Cortometraggi e Documentari



Lettere di condannati a morte della Resistenza italiana
Italia, 1953, 35mm, 12', B/N


Regista
Fausto Fornari

Soggetto
Piero Malvezzi, Giovanni Pirelli, Fausto Fornari

Sceneggiatura
Piero Malvezzi, Giovanni Pirelli, Fausto Fornari

Fotografia
Oberdan Troiani

Musica originale
Mario Zafred

Montaggio
Rinaldo Ricci

Aiuto regia
Gianni Corbi

Produzione
Fausto Fornari

Note
Supervisione: Cesare Zavattini.
                                  
Le difficoltà realizzative non furono poche: gli autori del libro pretesero, come una sorta di garanzia “qualitiva”, l’accreditamento tra i titoli del nome di Cesare Zavattini, per quanto l’intero onere economico ricadesse su Fornari stesso. Secondo le dichiarazioni del regista, Zavattini non intervenne né nell’ideazione, né nella realizzazione dell’opera, ma si limitò a darne l’approvazione finale a riprese e montaggio ultimati. Ovviamente le dichiarazioni di Zavattini si discostano da quelle di Fornari come si può leggere nella lettera pubblicata su “Patria Indipendente” del 20 luglio 1952 .
 
Locations: Torino (Carceri Nuove, piazza Luigi Martini, Poligono di tiro del Martinetto), Vercelli (Carceri), Perosa Argentina TO (Cotonificio Valle Susa).
 
Premio come Miglior Cortometraggio a soggetto vario alla Mostra del cinema di Venezia del 1953; Medaglia d’oro al Concorso cinematografico del Festival Mondiale della Gioventù di Varsavia.




Sinossi
Il documentario è un tributo alla memoria dei martiri del periodo tra l´8 settembre 1943 e il 25 aprile 1945. È tratto dall’omonima raccolta di lettere pubblicata da Einaudi nel 1952, a cura di Pirelli e Malvezzi. Le immagini mostrano le lettere di alcuni dei condannati a morte e i luoghi dove vissero, lottarono e si sacrificarono, da Vercelli a Savona, da Fiano a Roma. Le voci fuori campo interpretano le loro parole tenendo conto dell’età, della condizione sociale e della regione di provenienza di ciascun personaggio.

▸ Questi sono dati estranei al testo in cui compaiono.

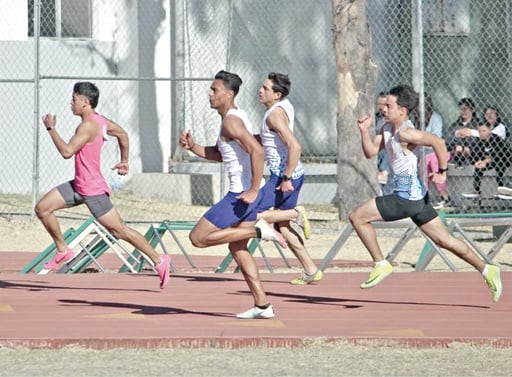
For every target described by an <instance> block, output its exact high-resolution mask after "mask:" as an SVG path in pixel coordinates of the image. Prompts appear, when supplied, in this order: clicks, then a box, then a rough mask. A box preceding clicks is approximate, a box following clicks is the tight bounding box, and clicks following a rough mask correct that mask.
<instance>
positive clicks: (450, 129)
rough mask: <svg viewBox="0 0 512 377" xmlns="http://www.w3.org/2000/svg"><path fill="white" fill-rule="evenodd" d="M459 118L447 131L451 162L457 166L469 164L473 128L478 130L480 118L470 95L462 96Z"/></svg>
mask: <svg viewBox="0 0 512 377" xmlns="http://www.w3.org/2000/svg"><path fill="white" fill-rule="evenodd" d="M458 105H459V113H460V116H459V118H458V119H457V120H456V121H455V122H453V123H452V125H451V126H450V128H449V129H448V132H447V133H446V137H445V138H446V147H447V149H448V152H450V155H451V157H450V163H452V164H455V165H457V166H463V165H466V164H467V160H466V157H467V156H468V155H469V145H470V144H471V140H470V139H471V137H472V136H473V135H472V133H471V130H476V128H477V126H478V118H477V116H476V110H475V109H476V106H475V103H474V102H473V100H472V99H471V98H469V97H465V98H462V99H461V100H460V101H459V103H458Z"/></svg>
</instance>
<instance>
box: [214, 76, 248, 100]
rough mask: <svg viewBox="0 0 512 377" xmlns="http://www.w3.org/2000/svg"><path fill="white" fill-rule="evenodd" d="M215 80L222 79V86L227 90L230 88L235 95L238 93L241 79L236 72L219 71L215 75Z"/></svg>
mask: <svg viewBox="0 0 512 377" xmlns="http://www.w3.org/2000/svg"><path fill="white" fill-rule="evenodd" d="M215 80H222V82H223V83H224V86H225V87H226V88H228V89H229V90H232V91H233V92H234V93H235V96H236V95H237V94H238V91H239V90H240V85H242V79H241V78H240V76H238V75H237V74H236V73H231V72H228V71H219V72H217V74H216V75H215Z"/></svg>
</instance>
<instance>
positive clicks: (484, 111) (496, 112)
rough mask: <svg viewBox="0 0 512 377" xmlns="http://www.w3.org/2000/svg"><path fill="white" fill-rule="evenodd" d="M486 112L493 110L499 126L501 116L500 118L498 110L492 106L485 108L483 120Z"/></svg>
mask: <svg viewBox="0 0 512 377" xmlns="http://www.w3.org/2000/svg"><path fill="white" fill-rule="evenodd" d="M487 110H494V112H495V113H496V123H498V124H500V123H501V116H500V111H499V109H498V108H497V107H496V106H493V105H487V106H485V107H484V114H483V118H485V113H486V112H487Z"/></svg>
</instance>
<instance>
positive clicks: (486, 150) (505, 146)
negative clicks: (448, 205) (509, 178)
mask: <svg viewBox="0 0 512 377" xmlns="http://www.w3.org/2000/svg"><path fill="white" fill-rule="evenodd" d="M491 129H492V126H491V124H490V123H489V122H487V121H485V122H483V123H482V124H480V125H479V126H478V134H479V137H478V138H477V139H476V140H475V141H474V143H473V144H472V146H471V149H470V155H469V159H470V161H471V163H473V164H474V167H475V172H474V173H473V189H474V192H472V193H463V194H462V196H463V197H465V198H473V199H478V198H479V197H480V190H481V183H482V177H483V175H484V171H486V170H489V169H494V170H496V181H497V182H498V186H499V187H503V186H504V177H505V171H506V170H507V167H509V166H510V158H511V156H512V154H511V152H510V148H509V147H508V144H507V143H506V142H505V141H504V140H503V139H502V138H501V137H499V136H498V135H496V134H493V133H492V132H491Z"/></svg>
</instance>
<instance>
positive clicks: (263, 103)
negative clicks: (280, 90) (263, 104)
mask: <svg viewBox="0 0 512 377" xmlns="http://www.w3.org/2000/svg"><path fill="white" fill-rule="evenodd" d="M272 86H273V84H272V80H270V79H266V80H265V81H263V84H261V87H260V89H259V90H258V100H259V101H260V102H261V103H262V104H264V105H265V106H266V107H269V106H270V105H271V104H273V103H274V102H275V101H277V100H279V93H277V92H274V89H272Z"/></svg>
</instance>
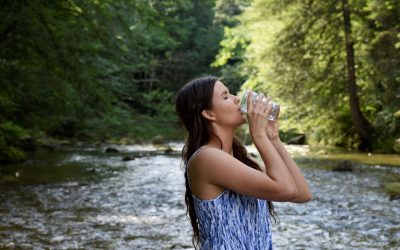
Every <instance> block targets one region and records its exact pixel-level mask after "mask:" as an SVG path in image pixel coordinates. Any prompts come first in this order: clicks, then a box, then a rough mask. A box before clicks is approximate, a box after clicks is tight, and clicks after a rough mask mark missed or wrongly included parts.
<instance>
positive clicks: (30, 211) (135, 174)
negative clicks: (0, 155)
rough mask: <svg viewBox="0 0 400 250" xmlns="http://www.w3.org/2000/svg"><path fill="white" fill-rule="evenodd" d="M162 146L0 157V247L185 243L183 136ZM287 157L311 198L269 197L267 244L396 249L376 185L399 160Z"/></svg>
mask: <svg viewBox="0 0 400 250" xmlns="http://www.w3.org/2000/svg"><path fill="white" fill-rule="evenodd" d="M170 146H171V147H172V148H173V149H174V151H173V152H169V151H168V152H165V151H164V150H160V149H157V148H155V147H153V146H138V145H134V146H115V147H116V148H117V149H118V150H119V152H114V153H105V152H104V151H105V147H102V146H98V147H92V146H80V147H71V148H63V149H58V150H56V151H53V152H43V151H42V152H38V153H36V154H35V155H34V157H33V158H32V159H31V160H29V161H28V162H26V163H23V164H17V165H6V166H1V167H0V191H1V192H0V249H192V246H191V227H190V224H189V221H188V219H187V218H186V216H185V206H184V202H183V195H184V182H183V176H182V167H181V160H180V158H179V152H178V151H179V150H180V148H181V147H182V144H170ZM124 156H131V157H135V159H133V160H130V161H122V158H123V157H124ZM296 160H297V162H298V164H299V166H300V167H301V168H302V169H303V172H304V175H305V177H306V178H307V180H308V181H309V183H310V187H311V190H312V192H313V196H314V197H313V200H312V201H311V202H309V203H306V204H292V203H275V210H276V211H277V212H278V214H279V216H280V222H279V224H277V225H276V226H275V227H273V241H274V246H275V249H398V248H400V201H399V200H394V201H390V200H389V197H388V195H386V193H385V191H384V189H383V184H384V182H385V181H386V180H387V179H388V178H389V179H390V178H391V177H393V176H399V175H400V171H399V170H400V168H397V167H388V166H382V165H378V166H377V165H363V164H357V165H356V167H355V170H354V171H353V172H333V171H330V170H328V169H326V168H324V167H318V166H316V165H329V164H330V163H329V162H327V161H318V162H317V163H316V161H314V160H310V159H308V158H307V157H299V158H297V159H296Z"/></svg>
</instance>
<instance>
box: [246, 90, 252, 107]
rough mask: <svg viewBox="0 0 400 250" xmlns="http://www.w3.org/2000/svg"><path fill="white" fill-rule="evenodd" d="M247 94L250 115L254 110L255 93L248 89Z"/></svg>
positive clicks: (247, 104)
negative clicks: (253, 102) (254, 96)
mask: <svg viewBox="0 0 400 250" xmlns="http://www.w3.org/2000/svg"><path fill="white" fill-rule="evenodd" d="M245 94H246V95H247V113H250V112H251V111H252V110H253V93H252V91H251V90H250V89H248V90H246V93H245Z"/></svg>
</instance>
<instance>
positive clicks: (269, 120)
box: [267, 120, 279, 141]
mask: <svg viewBox="0 0 400 250" xmlns="http://www.w3.org/2000/svg"><path fill="white" fill-rule="evenodd" d="M267 136H268V139H270V140H271V141H273V140H276V139H279V124H278V120H274V121H271V120H268V123H267Z"/></svg>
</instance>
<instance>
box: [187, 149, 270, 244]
mask: <svg viewBox="0 0 400 250" xmlns="http://www.w3.org/2000/svg"><path fill="white" fill-rule="evenodd" d="M193 156H194V154H193ZM193 156H192V157H193ZM189 163H190V160H189ZM188 165H189V164H188ZM192 197H193V201H194V206H195V211H196V216H197V219H198V223H199V232H200V246H201V247H200V249H202V250H205V249H213V250H214V249H215V250H221V249H224V250H228V249H229V250H239V249H249V250H261V249H262V250H264V249H272V234H271V228H270V223H269V211H268V203H267V201H266V200H261V199H257V198H254V197H250V196H246V195H242V194H238V193H236V192H233V191H230V190H227V189H226V190H225V191H224V192H223V193H222V194H220V195H219V196H218V197H216V198H214V199H211V200H201V199H199V198H197V197H196V196H194V195H192Z"/></svg>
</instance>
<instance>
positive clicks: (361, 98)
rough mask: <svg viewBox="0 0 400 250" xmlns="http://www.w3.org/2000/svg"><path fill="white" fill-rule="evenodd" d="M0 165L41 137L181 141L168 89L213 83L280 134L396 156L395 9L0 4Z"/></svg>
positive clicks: (347, 7)
mask: <svg viewBox="0 0 400 250" xmlns="http://www.w3.org/2000/svg"><path fill="white" fill-rule="evenodd" d="M0 17H1V20H2V21H1V24H0V48H1V49H0V162H12V161H19V160H23V159H25V158H26V155H27V153H28V152H30V151H32V150H34V149H35V147H37V146H38V145H44V144H48V143H49V141H52V140H59V141H61V140H67V141H70V142H77V141H88V142H92V143H96V142H106V141H112V142H114V143H148V142H151V141H152V140H155V138H158V139H159V138H162V139H163V140H183V139H184V133H183V127H182V126H181V125H180V123H179V121H178V120H177V117H176V115H175V110H174V98H175V93H176V91H177V90H178V89H179V88H180V87H181V86H183V84H185V83H186V82H188V81H189V80H190V79H192V78H194V77H196V76H200V75H206V74H212V75H216V76H218V77H219V78H220V79H221V81H222V82H224V83H225V84H226V85H227V86H228V87H229V88H230V91H231V93H236V94H238V95H240V94H241V93H242V92H243V90H244V89H248V88H251V89H253V90H256V91H260V92H264V93H266V94H268V95H270V96H272V98H273V99H274V100H275V101H277V102H278V103H280V104H281V115H280V127H281V131H282V132H281V133H282V136H283V137H284V136H285V135H286V136H290V135H297V134H304V135H305V136H306V138H307V140H306V142H307V143H309V144H318V145H333V146H339V147H343V148H349V149H359V150H363V151H368V152H380V153H400V2H399V1H396V0H340V1H314V0H253V1H251V0H204V1H189V0H175V1H172V0H164V1H157V0H148V1H141V0H118V1H117V0H105V1H93V0H89V1H82V0H69V1H49V0H47V1H46V0H31V1H21V0H16V1H11V0H5V1H2V7H1V9H0Z"/></svg>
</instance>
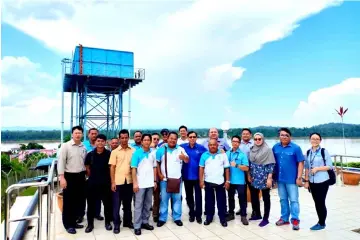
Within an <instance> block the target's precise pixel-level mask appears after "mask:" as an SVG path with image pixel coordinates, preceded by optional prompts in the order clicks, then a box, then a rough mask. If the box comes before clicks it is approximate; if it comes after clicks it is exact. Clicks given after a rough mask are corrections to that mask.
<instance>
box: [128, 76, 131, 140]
mask: <svg viewBox="0 0 360 240" xmlns="http://www.w3.org/2000/svg"><path fill="white" fill-rule="evenodd" d="M128 121H129V122H128V125H129V136H131V81H129V116H128Z"/></svg>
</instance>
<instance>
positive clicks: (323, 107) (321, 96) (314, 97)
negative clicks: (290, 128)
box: [293, 78, 360, 126]
mask: <svg viewBox="0 0 360 240" xmlns="http://www.w3.org/2000/svg"><path fill="white" fill-rule="evenodd" d="M359 103H360V78H349V79H346V80H344V81H343V82H341V83H340V84H336V85H333V86H330V87H326V88H322V89H318V90H316V91H313V92H311V93H310V94H309V97H308V99H307V100H306V101H301V102H300V103H299V106H298V107H297V109H296V111H295V112H294V116H293V121H294V122H293V125H294V126H310V125H314V124H321V123H327V122H339V121H340V116H339V115H338V114H337V113H336V112H335V109H339V107H340V106H344V107H345V108H349V110H348V112H347V113H346V114H345V117H344V121H345V122H349V123H359V119H360V118H359V117H360V114H359V110H358V109H359Z"/></svg>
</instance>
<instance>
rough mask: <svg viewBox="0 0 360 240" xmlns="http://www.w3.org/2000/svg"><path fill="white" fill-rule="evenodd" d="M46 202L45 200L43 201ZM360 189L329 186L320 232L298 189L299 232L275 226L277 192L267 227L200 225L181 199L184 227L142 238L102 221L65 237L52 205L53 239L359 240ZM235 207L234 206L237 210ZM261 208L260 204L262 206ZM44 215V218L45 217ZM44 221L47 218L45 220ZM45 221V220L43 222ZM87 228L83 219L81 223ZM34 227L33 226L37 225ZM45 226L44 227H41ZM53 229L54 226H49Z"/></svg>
mask: <svg viewBox="0 0 360 240" xmlns="http://www.w3.org/2000/svg"><path fill="white" fill-rule="evenodd" d="M44 202H45V201H44ZM359 203H360V186H357V187H352V186H345V187H341V186H331V187H330V190H329V193H328V197H327V208H328V217H327V222H326V223H327V227H326V229H325V230H321V231H317V232H314V231H310V230H309V228H310V227H311V226H312V225H314V224H315V223H316V222H317V215H316V212H315V206H314V202H313V200H312V197H311V195H310V193H308V192H307V190H305V189H303V188H300V209H301V213H300V218H301V223H300V228H301V229H300V230H299V231H293V230H292V228H291V225H288V226H283V227H277V226H276V225H275V222H276V221H277V220H278V218H279V215H280V203H279V198H278V193H277V189H274V190H272V191H271V204H272V206H271V212H270V224H269V225H267V226H266V227H264V228H261V227H259V226H258V224H259V221H255V222H250V224H249V225H248V226H243V225H242V224H241V222H240V217H239V216H237V217H236V219H235V220H233V221H231V222H229V226H228V227H226V228H224V227H222V226H221V225H220V223H219V219H218V217H217V216H216V218H215V222H213V223H212V224H210V225H209V226H204V225H203V224H202V225H200V224H198V223H196V222H193V223H190V222H189V221H188V214H187V212H188V208H187V205H186V201H185V198H184V201H183V217H182V220H183V222H184V226H182V227H178V226H176V225H175V224H174V223H173V222H172V221H171V217H169V219H168V222H167V223H166V224H165V225H164V226H163V227H161V228H158V227H155V229H154V230H153V231H146V230H142V235H141V236H135V235H134V233H133V231H131V230H130V229H128V228H123V227H121V229H120V230H121V231H120V234H113V233H112V231H106V230H105V228H104V221H97V220H95V229H94V231H93V232H92V233H85V229H80V230H78V233H77V234H76V235H70V234H67V233H66V231H65V229H64V228H63V226H62V223H61V213H60V211H59V209H58V207H57V204H56V203H55V205H54V206H55V207H56V213H55V218H56V219H55V220H56V221H55V232H56V233H55V238H56V240H60V239H61V240H65V239H86V240H92V239H97V240H98V239H106V240H113V239H122V240H132V239H146V240H152V239H163V240H165V239H168V240H174V239H184V240H192V239H206V240H216V239H223V240H227V239H229V240H236V239H246V240H256V239H271V240H277V239H281V240H282V239H291V240H292V239H294V240H319V239H329V240H331V239H336V240H339V239H341V240H349V239H350V240H359V239H360V234H359V233H355V232H352V231H351V230H353V229H357V228H360V210H359V209H360V208H359ZM237 209H238V205H237V206H236V210H237ZM261 209H263V204H261ZM247 212H248V216H249V214H250V213H251V204H250V203H249V204H248V210H247ZM43 213H44V214H46V204H44V211H43ZM45 216H46V215H44V217H45ZM44 219H46V218H44ZM45 221H46V220H45ZM83 223H84V224H85V225H86V219H85V221H84V222H83ZM33 225H35V226H36V223H34V224H33ZM44 225H45V224H44ZM52 227H54V225H53V226H52ZM44 234H45V229H43V239H45V238H44V237H45V235H44ZM35 237H36V227H34V228H33V229H32V230H30V231H28V233H27V235H26V237H25V239H26V240H28V239H36V238H35Z"/></svg>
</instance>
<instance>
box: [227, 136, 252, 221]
mask: <svg viewBox="0 0 360 240" xmlns="http://www.w3.org/2000/svg"><path fill="white" fill-rule="evenodd" d="M240 141H241V139H240V137H239V136H233V137H232V138H231V144H232V149H231V150H229V151H227V152H226V154H227V156H228V159H229V162H230V188H229V191H228V201H229V215H228V216H227V218H226V220H227V221H231V220H234V219H235V216H234V209H235V191H236V192H237V193H238V198H239V203H240V216H241V222H242V223H243V224H244V225H249V222H248V220H247V219H246V215H247V214H246V207H247V199H246V194H245V187H246V184H245V171H248V170H249V160H248V158H247V156H246V155H245V153H243V152H242V151H241V150H240V148H239V146H240Z"/></svg>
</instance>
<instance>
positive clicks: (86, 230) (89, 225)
mask: <svg viewBox="0 0 360 240" xmlns="http://www.w3.org/2000/svg"><path fill="white" fill-rule="evenodd" d="M92 230H94V225H92V224H89V225H88V226H87V227H86V229H85V232H86V233H89V232H92Z"/></svg>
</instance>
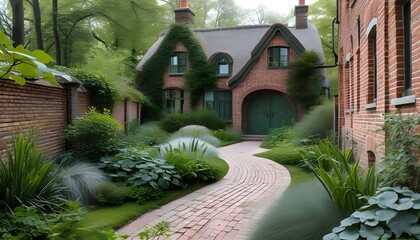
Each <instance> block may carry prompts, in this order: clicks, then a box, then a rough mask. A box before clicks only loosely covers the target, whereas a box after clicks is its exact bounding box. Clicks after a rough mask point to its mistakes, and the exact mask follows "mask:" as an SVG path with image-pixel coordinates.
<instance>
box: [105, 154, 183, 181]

Il film si chiude conducendo lo spettatore lungo il percorso che va dal carcere di Torino al muro del poligono da tiro del Martinetto dove vengono eseguite le fucilazioni.




Dichiarazioni
«Nessuno, fra venti e più noleggiatori ai quali presentai il film, dico nessuno, ebbe il coraggio di acquistarlo e di metterlo in distribuzione. Ebbi tante parole di elogio, ma anche tanta commiserazione per aver sprecato il mio talento in un film sulla Resistenza, argomento anticommerciale per eccellenza» (F. Fornari in Carlo Di Carlo, Il cortometraggio italiano antifascista, in “Centrofilm” nn. 24-26, 1961).
 
«Come di tutte le cose che dallo scritto passano allo schermo, c’erano infiniti modi per farlo; noi crediamo di aver scelto un modo se non altro molto discreto, ed è certo che abbiamo sentito estremamente tutto il pudore possibile di fronte al tema; veniva davvero la voglia di limitarsi a riprodurre là sullo schermo il testo di alcune di quelle lettere, perché le leggessero milioni di persone invece delle poche migliaia che possono comprare il libro. A noi è sembrato giusto che ci fosse anche una testimonianza cinematografica di queste lettere, che documentano in un modo tanto vivo la nostra storia risorgimentale; non sono lettere d’odio, ma lettere che colpiscono appunto per la loro semplice umanità, per il timbro particolare, italiano di quell’eroismo senza retorica, imbevuto dei fatti di tutti i giorni» (C. Zavattini, “Patria Indipendente”, 20.7.1952)
.





«Il documentario, della durata di dodici minuti, si apre con un cartello: “Un documentario
girato sui luoghi dove si svolsero fatti dolorosi ed eroici della recente storia d’Italia”. La premessa è volta, sin dall’inizio, ad avvertire lo spettatore che il riferimento spaziale sarà prevalente rispetto a quello temporale. Fornari costruisce infatti una geografia del cuore e della sofferenza, scegliendo di riprendere ora i luoghi della morte, ora i luoghi della vita di coloro che hanno affidato la loro ultima parola ad una penna e ad un foglio. Come ogni storia che si rispetti, anche questa inizia con un libro che si apre e dal quale le voci dei condannati prendono vita e iniziano a raccontare le loro singole dolorose storie. L’autore, dopo averci mostrato alcune vecchie carte scritte con grafie incerte e tremanti, ci aiuta a comprendere: “oggi queste lettere sono state raccolte in un libro, riapriamo qualche pagina, riandiamo nei luoghi che esse ci evocano» (I. Perniola, Oltre il neorealismo, in Documentari d’autore e realtà italiana del dopoguerra, Bulzoni, Roma, 2004).